The hunt begins this week among myriad interests at the Minnesota Legislature for a piece of the $900 million Minnesota budget surplus projected for the remainder of the fiscal biennium through June 2017.
The Minnesota Chamber of Commerce will focus on legislation that would lower state business property taxes and increase transportation funding without a gas-tax hike. The Republican-tilting chamber also wants the research-and-development tax credit increased in a state that ranks in the top 10 nationally for R & D investment and bioscience-related patents.
The chamber, among other business-friendly measures, also wants Minnesota to raise from $2 million to $5.4 million the amount that is exempt from state estate taxes, conforming to federal level.
Minnesota has a diversified, job-growing economy that has outperformed neighboring states since the Great Recession, a very low seasonally adjusted 3.5-percent unemployment rate, a high business-formation rate and among the highest state-workforce participation rates.
President Doug Loon said last week that adapting the chamber's tax strategies will increase state competitiveness, performance and prosperity.
The chamber has published a 31-page "business benchmarks" booklet and will announce its priorities at an event Tuesday.
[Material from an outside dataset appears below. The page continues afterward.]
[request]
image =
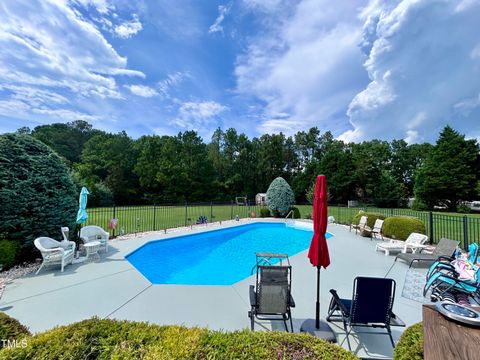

It generally holds that Minnesota business is overtaxed and the state is failing to maintain infrastructure or produce a next-generation workforce.
Gov. Mark Dayton said the chamber gave the state's business climate unfairly low grades and referred to the report as a "hatchet job," even though the chamber made some positive findings about high patent issuance, technology innovation and otherwise. The tenor-was critical-to-cautionary.
"There is good news in here," Loon said. "We recognize the areas we do well. We want to protect that. Minnesota businesses are reinvesting and adding employees."